I love his work- innocent, honest and all. He’s probably on the spectrum of course and that’s ok- “not that there’s anything wrong with that”
why would you make that kind of assumption. he's actually not. wow.
You're wrong if you think his work is not sophisticated, which is what I think you are suggesting.
this part is fucking amazing. i love it
i found a book of his when i was in highschool, but didn't think much of it back then. i think i understand it now
refreshing - love his work !
He reminds me a lot of Keith Haring in his approach
Some of it IS absolute rubbish; but good on him that he’s found an audience / carved a niche. Good on him 🌠❤🔥🌠
I have been going through a very long artist's block due to grief, physical trauma and protracted litigation but seeing this work I am thoroughly convinced I should take up my brushes again as I couldn't possibly produce anything worse than this absolute shit.
Best attitude
yeah you sound exactly like the kind of person who would end up in "protracted litigation" - what a piece of shit personality you must have.
he seems really down to earth :-)
Oh my God you are so English... listening to you is very calming.
Wonder where the Shrigley recycling centre is...
Very funny and inspiring
I feel Davids struggle.

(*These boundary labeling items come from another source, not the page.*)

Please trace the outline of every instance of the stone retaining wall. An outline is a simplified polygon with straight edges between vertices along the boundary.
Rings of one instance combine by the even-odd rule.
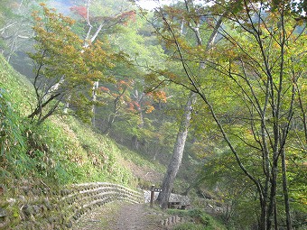
[[[106,203],[144,202],[143,193],[105,182],[76,184],[59,191],[51,191],[46,185],[14,190],[14,198],[0,193],[0,229],[64,230]]]

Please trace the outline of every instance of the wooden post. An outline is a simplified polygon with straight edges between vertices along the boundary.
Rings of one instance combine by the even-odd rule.
[[[154,185],[152,185],[152,188],[150,189],[150,207],[154,207]]]

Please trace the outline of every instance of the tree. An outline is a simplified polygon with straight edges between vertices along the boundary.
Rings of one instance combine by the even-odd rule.
[[[163,37],[169,46],[176,47],[173,57],[181,61],[186,74],[185,78],[169,74],[173,78],[168,80],[198,94],[210,111],[238,168],[255,186],[262,230],[276,229],[281,225],[276,208],[278,170],[283,162],[281,170],[286,177],[285,152],[293,138],[289,133],[293,128],[293,115],[300,116],[294,107],[296,82],[305,82],[302,78],[305,52],[297,52],[295,48],[299,44],[302,49],[306,35],[304,27],[298,32],[303,22],[301,17],[293,19],[293,9],[290,1],[215,1],[202,18],[209,27],[216,15],[225,18],[219,31],[219,44],[208,51],[201,46],[193,48],[171,28],[165,30],[171,35]],[[194,13],[189,14],[191,18]],[[195,68],[200,60],[204,61],[202,71]],[[210,92],[213,86],[214,94]],[[229,109],[234,114],[227,120]],[[249,159],[249,152],[256,157]],[[286,180],[283,183],[288,187]],[[285,189],[284,195],[286,225],[291,229]]]
[[[203,7],[196,6],[193,1],[184,1],[182,5],[178,5],[179,7],[164,7],[165,10],[160,9],[160,12],[156,12],[158,16],[162,19],[165,30],[168,31],[171,36],[167,39],[170,42],[174,42],[174,50],[175,51],[179,51],[179,55],[181,59],[184,59],[183,53],[181,53],[181,47],[177,43],[177,39],[180,37],[184,37],[184,33],[188,33],[187,31],[190,31],[192,35],[194,35],[193,39],[189,38],[189,34],[187,36],[187,41],[191,41],[195,40],[196,46],[202,46],[203,41],[201,35],[200,33],[200,15],[199,14],[203,11]],[[194,14],[191,12],[199,12]],[[179,22],[179,23],[178,23]],[[217,23],[214,26],[214,29],[207,41],[207,50],[209,50],[214,43],[215,39],[218,34],[218,30],[221,24],[221,18],[217,21]],[[180,27],[179,27],[180,26]],[[187,27],[185,29],[184,27]],[[183,32],[185,30],[185,32]],[[163,37],[164,35],[162,34]],[[193,41],[191,41],[193,42]],[[176,58],[175,58],[176,60]],[[188,69],[186,66],[182,63],[183,72],[189,75]],[[200,60],[199,69],[203,68],[202,66],[203,60]],[[184,145],[186,142],[186,138],[188,135],[188,130],[190,126],[190,121],[191,118],[191,107],[195,103],[196,94],[193,91],[191,91],[191,94],[188,98],[188,102],[184,108],[184,113],[182,115],[181,124],[179,128],[179,132],[177,134],[176,143],[174,144],[174,150],[172,153],[172,157],[168,166],[167,172],[164,175],[164,179],[162,186],[162,192],[160,192],[158,197],[158,201],[160,205],[166,208],[168,206],[168,200],[171,195],[172,189],[173,187],[173,182],[176,178],[176,174],[178,172],[179,167],[181,164],[182,153],[184,150]]]
[[[29,54],[35,63],[33,86],[36,106],[29,115],[38,124],[59,112],[61,100],[70,97],[75,114],[84,120],[90,117],[92,82],[112,81],[105,76],[112,68],[116,55],[102,42],[84,47],[83,41],[74,33],[74,21],[42,5],[43,16],[34,12],[35,53]]]

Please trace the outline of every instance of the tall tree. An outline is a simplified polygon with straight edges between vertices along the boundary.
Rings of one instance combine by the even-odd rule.
[[[179,5],[179,8],[175,9],[175,7],[165,7],[166,10],[163,11],[160,9],[160,12],[157,14],[163,23],[166,30],[171,33],[171,37],[169,38],[175,43],[175,51],[179,52],[180,60],[183,60],[183,53],[181,52],[181,47],[179,43],[177,43],[177,39],[179,37],[184,37],[184,27],[186,26],[188,30],[191,30],[191,33],[194,35],[194,40],[196,41],[196,46],[202,46],[203,41],[201,35],[200,33],[200,27],[201,23],[200,14],[202,12],[203,7],[200,5],[195,5],[193,1],[184,1],[182,5]],[[168,10],[167,10],[168,9]],[[171,9],[171,10],[170,10]],[[194,14],[191,14],[193,12]],[[183,15],[183,16],[182,16]],[[173,20],[180,21],[181,23],[173,23]],[[172,22],[172,23],[171,23]],[[180,27],[178,28],[178,25]],[[217,21],[217,23],[214,25],[214,29],[207,41],[206,50],[208,51],[214,44],[215,39],[218,34],[218,31],[219,26],[221,25],[221,18]],[[179,30],[179,32],[178,32]],[[193,41],[193,39],[191,39]],[[189,75],[189,70],[184,62],[181,62],[183,71]],[[203,68],[203,60],[200,60],[199,69]],[[168,166],[168,170],[164,175],[164,179],[162,186],[162,192],[160,192],[158,197],[158,201],[160,205],[166,208],[168,206],[168,200],[171,195],[172,189],[173,187],[174,179],[176,178],[176,174],[178,172],[179,167],[181,164],[182,153],[184,151],[185,142],[188,135],[188,130],[190,126],[190,121],[191,118],[191,107],[195,103],[196,94],[193,91],[191,91],[191,94],[188,98],[188,102],[184,108],[184,113],[181,117],[181,121],[180,124],[176,143],[174,144],[174,149],[172,152],[172,157]]]
[[[299,52],[295,49],[305,40],[304,26],[298,30],[303,22],[300,16],[293,19],[295,7],[291,1],[214,3],[203,14],[206,23],[210,26],[214,20],[210,15],[219,15],[226,23],[219,31],[220,41],[208,51],[205,47],[193,49],[181,37],[173,36],[170,28],[166,30],[173,39],[163,39],[169,46],[177,47],[174,56],[186,69],[185,79],[170,74],[172,78],[169,80],[190,88],[203,100],[238,168],[255,185],[260,207],[259,229],[276,229],[281,225],[276,206],[278,170],[282,161],[282,170],[286,174],[284,154],[290,147],[293,115],[300,115],[293,106],[298,98],[296,82],[305,82],[302,78],[304,48],[300,46],[302,51]],[[173,19],[171,23],[176,22],[176,17]],[[205,64],[201,73],[195,69],[200,60]],[[223,106],[217,106],[217,93],[210,93],[210,84],[216,92],[220,92]],[[235,104],[237,111],[231,117],[233,121],[229,123],[224,116],[235,100],[238,103]],[[256,163],[248,162],[247,152],[257,156],[254,159]],[[285,180],[284,186],[288,187]],[[284,198],[289,203],[287,196]],[[288,206],[285,205],[286,225],[291,229]]]
[[[114,66],[111,61],[116,55],[103,50],[100,41],[84,47],[83,41],[71,30],[73,20],[42,5],[42,16],[33,13],[36,52],[29,56],[35,63],[37,104],[29,118],[41,124],[57,112],[60,101],[69,96],[76,114],[88,119],[88,89],[92,81],[113,80],[104,71]]]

With art, with existence/order and chaos of things itself. How it's hard to value your creation without recognition, support. Be it emotional, capital, whatever.
Simply brilliant !
Great video and very interesting work
I like this guy and his sense of humor hehe
Put it out & some people buy it- your a working artist. He had a gallery full of scribbles & passing thoughts. Good gig if you want. I did laugh at some images w/ funny words to explain them.
He is a genius
spoken like a tru artist
Your works are funny and witty. Like a Charlie Chaplin comedy.
Would make for great Imagery, for The Smiths, or a GARY NUMAN video?
jealous of his simple basic art. i don't think its exceptional at all but i appreciate it i guess. we need to keep humor and self expression alive so we don't become robots. it will distinguish us from the coming AI robots.
I think I'll become an artist!
this guys art is hilarious. i like him.
That fist painting on his left is very very Philip Guston.
Everything is art, and skill isn't a prerequisite. We get it, it's called abstract art.
I suppose I'm more traditional and prefer the artists who are more skilled. That's my opinion of course 🙂
Rock On David !! :)
I like his work from what I see... but that he's actually making good living from his art is remarkable. No doubt working within the gallery system is a plus... the text make these appear as posters, probably selling prints?
He's massive... he has been exhibiting and publishing for decades now
Someone gave me my first Shrigley zine in 1998
@@biocykle much of his work is very dependent on text.
I think the books he has made in the past are stronger than these large framed works. The small dense format fits the work better. It feels more humble.
Anyone know the music? its lovely
art is a process; catharsis; a catalyst for new ideas. we must tread softly into towards that bright light. when we get lost in thought, we get stuck in our mind. I think the Big Blue Bird is a healing God. Mercury; a messenger. fear is the mind killer that changes the skull from a mind prison into a conduit of creative expression ; a conduit for connection; the facilitator.
when people say a work is boring, it is a reflection of their own ignorance. if my words mean something to you, that is a reflection of your own personal creative intelligence. If you werent there yet, my words would sound boring to you; like crazy incomprehensible jibberish that you havent got the time or patience to learn to process.